Photo of googly-eyed caterpillar dazzles internet
A photographer in India captured a breathtaking image of the fruit-eating creature -- all with his smartphone.
It's hard to believe this image of a fruit-piercing moth in its caterpillar stage is real. Are those googly eyes (like on this purple squid)? Is it sprinkled with pearl sugar, or with twinkling stars?
Ziya Tong, host of Discovery Channel Canada's "Daily Planet" show, described photographer Arabinda Pal's image as looking "like the cosmos in living form." When Tong shared it on Twitter, it got thousands of likes.
"I thought it was a plushie at first," Jon Hallam wrote on Twitter. "That our world has such wonders in it..."
But to Pal, who snapped the image with his smartphone on October 12, it's just another day in Daspur, West Bengal, India, where he says such moths in their various stages are "quite common."
"It is one of the major pests of fruits in Asia," he wrote on Instagram. "It causes huge damage to fruit." The creature uses a barbed proboscis to pierce the skin of fruits.
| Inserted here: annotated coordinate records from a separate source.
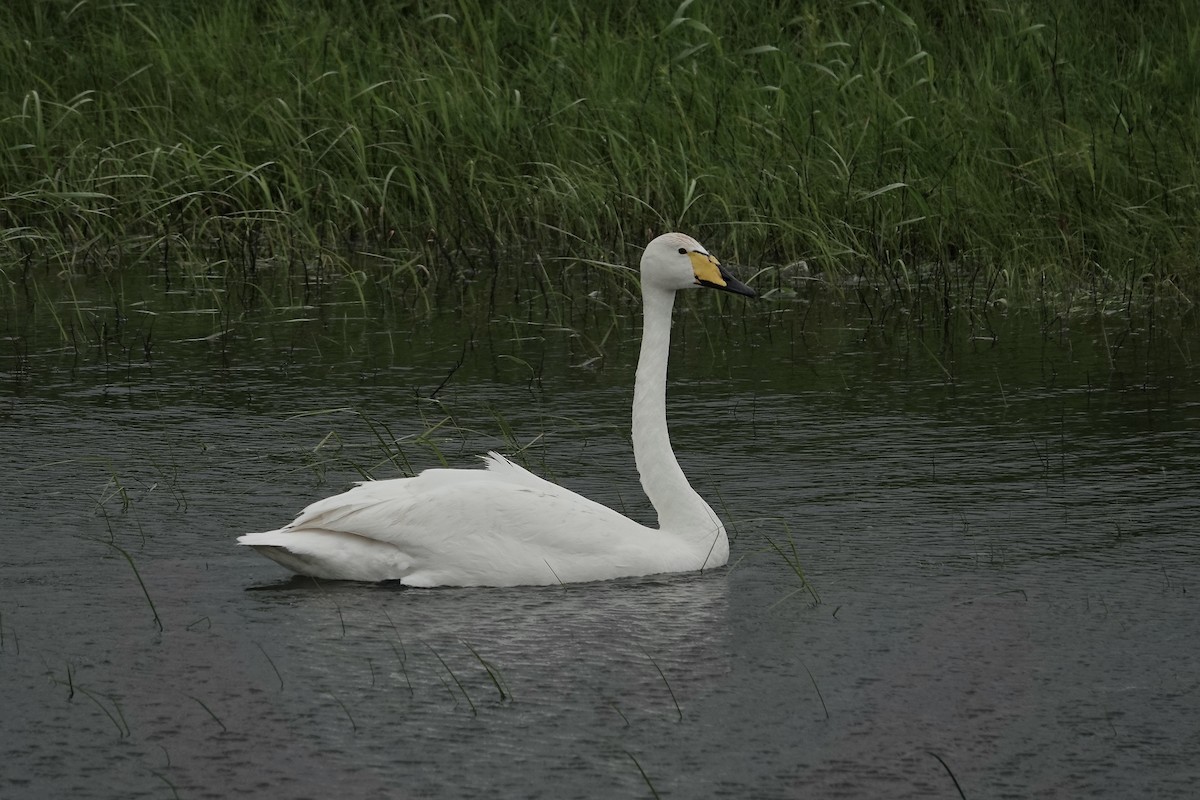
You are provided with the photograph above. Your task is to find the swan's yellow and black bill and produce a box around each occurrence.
[688,249,758,297]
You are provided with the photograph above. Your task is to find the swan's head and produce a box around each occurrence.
[642,234,757,297]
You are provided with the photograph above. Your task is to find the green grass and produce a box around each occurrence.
[0,0,1200,299]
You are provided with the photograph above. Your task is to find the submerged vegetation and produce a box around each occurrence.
[0,0,1200,299]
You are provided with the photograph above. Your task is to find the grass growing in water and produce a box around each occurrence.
[0,0,1200,303]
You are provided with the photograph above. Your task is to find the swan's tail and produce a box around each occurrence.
[238,529,413,582]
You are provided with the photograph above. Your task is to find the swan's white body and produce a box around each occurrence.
[238,234,754,587]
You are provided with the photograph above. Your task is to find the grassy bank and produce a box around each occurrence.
[0,0,1200,303]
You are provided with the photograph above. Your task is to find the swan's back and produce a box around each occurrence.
[239,452,728,587]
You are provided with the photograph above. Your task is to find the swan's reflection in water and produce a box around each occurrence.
[244,570,730,724]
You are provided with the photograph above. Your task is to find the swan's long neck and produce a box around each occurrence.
[634,285,728,546]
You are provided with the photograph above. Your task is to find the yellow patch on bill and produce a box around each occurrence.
[688,251,725,287]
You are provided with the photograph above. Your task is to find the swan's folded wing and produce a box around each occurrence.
[239,457,700,587]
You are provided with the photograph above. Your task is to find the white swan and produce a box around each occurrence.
[238,233,755,587]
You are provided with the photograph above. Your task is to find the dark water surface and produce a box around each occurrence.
[0,271,1200,798]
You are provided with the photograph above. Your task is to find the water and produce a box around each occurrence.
[0,266,1200,798]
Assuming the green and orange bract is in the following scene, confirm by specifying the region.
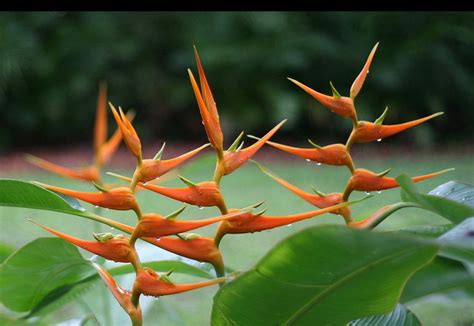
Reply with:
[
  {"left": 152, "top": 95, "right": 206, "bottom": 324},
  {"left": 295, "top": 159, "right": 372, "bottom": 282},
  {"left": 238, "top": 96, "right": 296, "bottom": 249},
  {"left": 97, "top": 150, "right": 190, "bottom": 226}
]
[{"left": 23, "top": 43, "right": 447, "bottom": 326}]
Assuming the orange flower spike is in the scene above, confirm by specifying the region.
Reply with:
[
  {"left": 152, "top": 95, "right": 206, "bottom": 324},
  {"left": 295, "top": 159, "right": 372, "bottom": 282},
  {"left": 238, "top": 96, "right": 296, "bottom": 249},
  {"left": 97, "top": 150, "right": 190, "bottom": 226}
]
[
  {"left": 35, "top": 182, "right": 141, "bottom": 216},
  {"left": 215, "top": 201, "right": 356, "bottom": 245},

And those dots that look like eyes aren't eyes at all, but a camouflaging element.
Pal, who has studied both zoology and marine biotechnology, says he is "passionate about wildlife," mainly birdwatching, but mammals and butterflies as well.
He captured the dazzling shot almost by accident -- and with his smartphone.
"I went birding, and suddenly I found this beautiful creature," he said. "It was too dark so I used my mobile (a Redmi 3S) to take this shot."
Pal also shared an image of the larva at a different stage, where it is bright red.